The patent was for a means of diagnosing a disease known as post-weaning multisystemic wasting syndrome ("PMWS"), a widespread disease affecting many herds in Saskatchewan and Alberta. A chronic, insidious disease in young pigs, PMWS caused weight loss, tachypnea, dyspnea and jaundice. The patent itself was affected by some none-too-insidious prior art: (i) a submission containing a polynucleotide sequence for porcine circovirus which was published on the National Center for Biotechnology Information website and (ii) international patent application. If the patent, in its original form or as amended, could claim an earlier priority date [which it could not], it might be safe, and there was also a problem of inventive step to overcome. Cross-checking his conclusion using the European Patent Office's problem-solution approach discussed by Lord Justice Jacob in his recent judgment in Actavis v Novartis (noted here by the IPKat, in what is this weblog's all-time most commented-upon post), Arnold J concluded that the skilled team of researchers could have solved the problem before them without needing to look beyond the relevant prior art, so obviousness was proved.

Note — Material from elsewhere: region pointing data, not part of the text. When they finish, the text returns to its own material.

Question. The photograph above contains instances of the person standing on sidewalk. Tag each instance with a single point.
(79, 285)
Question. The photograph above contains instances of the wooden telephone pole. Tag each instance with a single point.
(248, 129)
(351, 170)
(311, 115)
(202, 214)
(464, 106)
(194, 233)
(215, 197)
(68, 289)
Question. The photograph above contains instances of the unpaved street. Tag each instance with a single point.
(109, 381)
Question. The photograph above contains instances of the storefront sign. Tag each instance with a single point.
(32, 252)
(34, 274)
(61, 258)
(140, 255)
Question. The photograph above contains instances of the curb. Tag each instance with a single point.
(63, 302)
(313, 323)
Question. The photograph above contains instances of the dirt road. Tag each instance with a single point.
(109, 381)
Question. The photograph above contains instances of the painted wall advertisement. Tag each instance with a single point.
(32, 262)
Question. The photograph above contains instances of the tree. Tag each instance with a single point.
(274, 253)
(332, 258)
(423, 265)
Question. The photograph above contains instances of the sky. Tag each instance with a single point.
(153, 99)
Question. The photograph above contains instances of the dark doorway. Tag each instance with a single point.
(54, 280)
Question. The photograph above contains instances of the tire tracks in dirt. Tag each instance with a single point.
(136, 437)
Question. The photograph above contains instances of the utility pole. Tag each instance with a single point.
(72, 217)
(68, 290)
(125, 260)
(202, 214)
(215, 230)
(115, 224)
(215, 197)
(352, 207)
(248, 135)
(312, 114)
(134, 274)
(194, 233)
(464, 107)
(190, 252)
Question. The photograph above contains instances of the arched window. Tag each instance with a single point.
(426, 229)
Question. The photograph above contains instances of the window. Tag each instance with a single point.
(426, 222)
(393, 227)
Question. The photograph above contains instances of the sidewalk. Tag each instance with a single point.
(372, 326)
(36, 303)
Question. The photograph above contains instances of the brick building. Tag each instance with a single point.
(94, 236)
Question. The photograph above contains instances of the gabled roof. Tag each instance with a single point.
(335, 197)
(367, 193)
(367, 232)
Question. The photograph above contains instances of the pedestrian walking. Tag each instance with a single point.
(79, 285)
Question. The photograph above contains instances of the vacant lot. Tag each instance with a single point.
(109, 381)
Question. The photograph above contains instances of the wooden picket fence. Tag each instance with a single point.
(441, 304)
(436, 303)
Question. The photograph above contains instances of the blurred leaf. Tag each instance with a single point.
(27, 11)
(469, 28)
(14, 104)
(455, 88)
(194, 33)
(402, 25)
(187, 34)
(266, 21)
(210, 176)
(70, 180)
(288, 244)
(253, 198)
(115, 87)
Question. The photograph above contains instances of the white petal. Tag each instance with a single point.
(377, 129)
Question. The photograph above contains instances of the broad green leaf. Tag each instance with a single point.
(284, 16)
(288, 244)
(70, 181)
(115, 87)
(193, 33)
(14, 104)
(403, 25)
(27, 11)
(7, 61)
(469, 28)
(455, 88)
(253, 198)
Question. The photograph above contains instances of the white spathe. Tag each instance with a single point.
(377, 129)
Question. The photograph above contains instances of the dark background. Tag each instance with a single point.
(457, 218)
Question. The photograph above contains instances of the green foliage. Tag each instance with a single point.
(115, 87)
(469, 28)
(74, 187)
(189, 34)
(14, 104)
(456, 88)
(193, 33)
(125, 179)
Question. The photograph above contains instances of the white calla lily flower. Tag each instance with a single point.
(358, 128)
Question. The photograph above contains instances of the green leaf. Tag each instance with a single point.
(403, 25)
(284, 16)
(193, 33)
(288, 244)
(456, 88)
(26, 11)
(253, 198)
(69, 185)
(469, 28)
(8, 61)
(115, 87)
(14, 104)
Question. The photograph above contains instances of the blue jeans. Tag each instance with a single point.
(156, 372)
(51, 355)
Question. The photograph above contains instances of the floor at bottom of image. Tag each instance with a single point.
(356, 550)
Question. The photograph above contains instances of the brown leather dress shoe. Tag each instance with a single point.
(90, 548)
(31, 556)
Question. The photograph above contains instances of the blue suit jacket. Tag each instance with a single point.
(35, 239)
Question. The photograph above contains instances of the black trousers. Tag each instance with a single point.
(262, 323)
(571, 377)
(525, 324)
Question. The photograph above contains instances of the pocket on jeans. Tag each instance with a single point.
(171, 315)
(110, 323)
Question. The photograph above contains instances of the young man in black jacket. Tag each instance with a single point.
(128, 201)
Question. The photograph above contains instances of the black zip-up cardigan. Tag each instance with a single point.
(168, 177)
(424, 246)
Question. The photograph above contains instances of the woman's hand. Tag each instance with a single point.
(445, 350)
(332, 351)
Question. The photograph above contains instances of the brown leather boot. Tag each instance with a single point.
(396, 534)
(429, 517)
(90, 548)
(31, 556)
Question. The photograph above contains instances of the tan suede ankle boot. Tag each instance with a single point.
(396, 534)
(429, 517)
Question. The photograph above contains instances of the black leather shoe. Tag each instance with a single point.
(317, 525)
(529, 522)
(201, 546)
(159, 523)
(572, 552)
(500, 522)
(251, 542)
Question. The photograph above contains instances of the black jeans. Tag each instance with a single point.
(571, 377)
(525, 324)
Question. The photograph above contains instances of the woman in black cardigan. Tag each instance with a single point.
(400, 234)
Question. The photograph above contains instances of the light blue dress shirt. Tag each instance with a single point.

This judgment is far too long for the IPKat to absorb all in one go, so he reserves the right to write more about it later. As usual, he welcomes readers' comments. Merpel says, not so long ago the learned judge was ruling on Spam; now he has graduated to pigs ...

This little piggy went to market here
Three little piggies here
Three little wolves and the big bad pig here

4 comments:

Anonymous said...

Section 242 deals with the PSA and Arnold gets it about right (unlike Jacob in Actavis/Novartis). He does at least identify the closest prior art before defining the problem. His chosen problem seems about right for claim 13 but, strictly, for claim 1 it should be defined in terms of providing a diagnostic method rather than of isolating a virus. Not full marks, but a definite pass for paper C.

Evian.

MaxDrei said...

Yes but one might all the same have wished that, for the benefit of readers and for the sake of the reputation of the patents court in London, Richard Arnold had taken the trouble to walk us through the standard sequence of steps of EPO-PSA. Just to show that he does understand them. After all, it would not have added more than a few lines to his one short paragraph.

Anonymous said...

I think you can safely assume that Arnold J understands problem solution. It is also my understanding that he expressly requested submissions on problem solution from the parties, and got them.

Anonymous said...

While it is a great comfort, thank you Anonymous, to read that the court asked for obviousness to be addressed according to EPO-PSA, I'm still lamenting that I cannot discern in the Decision any evidence of its orderly, by the book, application. You assume. Forgive me if, for the time being, I don't.